We also visit the synagogue in Tykocin, a town which had invited Jewish families to live in it during the 16th century in order to enhance its prosperity. Almost the entire Jewish population was taken in trucks by the Nazis to nearby forests and shot. The homes of any remaining Jews were raided and the residents also murdered. Local Christians were then forced to dig graves and bury them. We visit the local synagogue, a museum now, not a working temple, and take a few moments to sit on the old wooden benches in it.

We skinny dip in a quiet ox bow of the Narew. We take walks in lovely countryside. We eat local potato cakes. Then it’s time to drive back to Warsaw. 

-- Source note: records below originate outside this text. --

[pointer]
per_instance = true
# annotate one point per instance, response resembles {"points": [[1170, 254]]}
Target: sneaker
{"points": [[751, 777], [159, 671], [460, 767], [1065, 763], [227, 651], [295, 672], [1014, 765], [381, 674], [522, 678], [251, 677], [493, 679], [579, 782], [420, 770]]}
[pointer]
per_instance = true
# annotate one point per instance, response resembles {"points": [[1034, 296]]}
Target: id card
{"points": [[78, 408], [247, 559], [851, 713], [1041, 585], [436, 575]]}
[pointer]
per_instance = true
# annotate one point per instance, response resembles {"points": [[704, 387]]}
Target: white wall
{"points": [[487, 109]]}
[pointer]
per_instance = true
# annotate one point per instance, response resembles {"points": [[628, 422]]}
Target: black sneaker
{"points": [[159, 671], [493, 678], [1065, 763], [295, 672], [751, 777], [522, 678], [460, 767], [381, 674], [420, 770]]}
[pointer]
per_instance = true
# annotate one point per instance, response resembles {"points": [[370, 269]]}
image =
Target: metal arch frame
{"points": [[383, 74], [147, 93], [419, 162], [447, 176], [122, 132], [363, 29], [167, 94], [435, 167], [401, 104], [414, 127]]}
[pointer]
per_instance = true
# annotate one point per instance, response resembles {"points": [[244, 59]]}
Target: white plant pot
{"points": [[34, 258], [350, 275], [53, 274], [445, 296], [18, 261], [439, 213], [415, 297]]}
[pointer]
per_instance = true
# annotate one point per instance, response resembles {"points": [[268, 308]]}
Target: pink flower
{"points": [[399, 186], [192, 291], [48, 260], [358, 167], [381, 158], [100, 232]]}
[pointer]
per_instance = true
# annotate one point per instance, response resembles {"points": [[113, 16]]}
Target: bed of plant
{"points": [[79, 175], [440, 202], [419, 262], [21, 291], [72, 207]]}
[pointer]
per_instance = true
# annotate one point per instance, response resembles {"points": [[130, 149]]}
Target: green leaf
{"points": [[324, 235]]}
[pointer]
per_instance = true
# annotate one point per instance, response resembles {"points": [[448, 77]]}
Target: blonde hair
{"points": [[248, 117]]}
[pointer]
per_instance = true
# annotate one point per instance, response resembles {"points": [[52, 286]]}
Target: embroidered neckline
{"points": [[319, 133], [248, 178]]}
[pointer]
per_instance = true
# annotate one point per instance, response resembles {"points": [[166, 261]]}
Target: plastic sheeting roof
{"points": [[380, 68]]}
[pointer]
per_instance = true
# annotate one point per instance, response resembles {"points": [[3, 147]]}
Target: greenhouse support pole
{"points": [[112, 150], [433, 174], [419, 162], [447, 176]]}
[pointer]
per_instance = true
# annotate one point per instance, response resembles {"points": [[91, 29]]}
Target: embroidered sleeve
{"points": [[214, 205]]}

Although I’m glad I have made Poland my own, or tried to, I also wish I could have at least sometimes gone back to Poland with my parents. Not that it would have been simple. They wouldn’t have wanted to visit many of the places which interest me most or to attend Euro Pride in Warsaw, as I did in 2010. But I can imagine them in the countryside more easily somehow. They would have been excited seeing the bison – who wouldn’t?! My nature loving mother would have delighted in all the plants, including the carnivorous sundew which would have made her laugh, and the storks, the elks. My engineer father would have exclaimed at the rangers’ telescopic equipment and examined it with interest. He would also have been as keen as me to take a dip in the river, though perhaps keeping his trunks on. 

Warsaw – and all of Poland –  has changed enormously since my parents – since I too, for the first years of my life – once lived here. In the last few decades, it has changed even more rapidly. So much is built up: office blocks, skyscrapers. Young people ride electric scooters with AirPods in their ears and twiddle fidget spinners. There are Irish pubs, trendy places to lunch in, kebab and burger bars; most of the old, subsidised milk bars are gone. There is fast food and multicultural cuisine: Vietnamese, Georgian, Thai. There are vegan and eco cafes. CBD shops. Some toilets are unisex. A banner on a church wall invites you to ‘Adoration of the Sacred Heart’ and, at the same time, there are LGBTQ+ Pride marches up and down the country. You can see the same high street shops which you find all over Europe. In the countryside, villages are more built up, land and river ‘improvements’ abound, stone houses replace old timber ones. There are larger farms instead of individual strips of peasant smallholdings, many more industrial estates, warehouses, mobile phone masts reaching into the sky. 

It is over 85 years since Russia and Germany invaded Poland, when my parents were young people falling in love. 80 years since the Second World War ended. A lifetime ago.  So much has changed. In Warsaw, I recognise place names which my mother mentions in her diary written during the uprising, such as Opoczyńska, a street in the Mokotów area where she and her parents were living for some of the time, or Warsaw West, the station they were marched to by the Nazis, coralling them towards the transit camp at Pruszków. My friend Jola lives close by to it. If they were still alive, would my parents recognise any of these places now? In the 1980’s, after nearly thirty years in the UK, they felt safe enough to return to Poland for a short visit. My mother said it was wonderful as they’d been welcomed with flowers by friends. But she never did it again. I imagine she felt too overwhelmed and, of course, it was no longer her Poland, the place of her memories. My father made one or two more trips, meeting other combatants for the anniversary of the Uprising, laying wreaths in Powązki cemetery to commemorate fallen insurgents.  I’m sure he visited his brother’s grave where his parents were also buried. I wish I could tell my parents about my recent trip to the primeval forest. It is such a long time ago that they were here in Poland. And yet, after all this time and with so many changes, there is still talk of war. 

I can’t stop thinking about the refugees caught in the forest land between the border of Poland and Belarus. I keep thinking how every single Polish person I know has parents, grandparents or other family members who were once displaced, not knowing if their loved ones were still alive or not, wandering hungry, thirsty, trying to escape capture or death.